Collectively, the published experience with AS from all institutions includes 200 patients followed for more than 15 years. A few of these patients were reported to have had late disease progression, but there is no evidence of a sharp increase in mortality after 15 years. The two extremes among all reviewed cohorts, those practicing most inclusive and restrictive approaches (UoTSB vs. JH, respectively), have reported their respective 15-year outcomes. The comparison is very instructive.

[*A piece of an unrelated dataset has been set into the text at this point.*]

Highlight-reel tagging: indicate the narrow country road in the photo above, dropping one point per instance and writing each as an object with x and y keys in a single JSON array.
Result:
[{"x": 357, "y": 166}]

The Toronto group has a more liberal approach, including all low-risk and selected intermediate risk (Gleason 7 or PSA >10) patients (46) and published an actuarial 15-year PCa mortality rate of 5%. Most of the metastatic cases were Gleason 7 at diagnosis. The HR for metastasis at 15 years was 3.75 times greater for intermediate- than low-risk patients. The Gleason 7 patients in particular were at risk; these patients had a 20% or greater metastasis rate at 15 years (46). (Importantly, PSA >10 had very little correlation with likelihood of metastasis). In contrast, the Hopkins group (JH) took a restrictive approach, offering surveillance only to patients who fulfilled the Epstein criteria (Gleason 6 with no more than 2 positive cores, no core >50% involved, and PSA density <0.15). The benefit was a PCa mortality rate of 0.5% at 15 years. The downside was that only 20% of newly diagnosed patients were eligible (vs. 50% in the Toronto cohort). Based on the data summarized in this article, there is an emerging consensus that the appropriate strategy lies between these two extremes. Most Gleason 6 patients are appropriately managed with surveillance [i.e., not just those fulfilling Epstein criteria of Gleason 6 with no more than 2 positive cores, no core >50% involved, and PSA density <0.15 (55)]; however, surveillance should be offered only cautiously to Gleason 7 patients. All of the mature surveillance cohorts reflect the pre-MRI/biomarker experience. Although the results are favorable, it is very likely that the incorporation of these strategies will broaden the indications for surveillance while further reducing the already low rate of metastasis.
Future direction
Looking into the future, MRI will likely play a larger role in AS selection criteria and follow-up, but its utility in this setting is currently under investigation. In 2017 most groups advise that MRI be used selectively and biomarkers be considered investigational. MRI has recently been incorporated into some AS algorithms. It has been shown to be effective in identifying large high-grade cancers with relatively high accuracy. MRI with targeted biopsies of any area of restricted diffusion is likely to significantly enhance the early identification of higher-grade cancer. A PiRads 4 to 5 lesion has been reported to have a 90% positive predictive value for high-grade cancer in an AS cohort (63). It is reasonable to predict that, as data accumulate, both MRI and biomarkers will be increasingly used to enhance patient selection and outcomes.
Conclusions
The array of protocols and guidelines that exist share many similarities and as such it can be argued that using one over another (a more restrictive approach over a more liberal one, or vice versa) results in no significant benefit or detriment for patients. However, there are also some key differences, namely inclusion of men with Gleason 7 disease. When considering any patient for AS it is important to understand the differences between protocols, and review published results to appreciate the impact on follow-up such that a more liberal entry requires more frequent and strict surveillance.
Acknowledgements
None.
Footnote
Conflicts of Interest: The authors have no conflicts of interest to declare.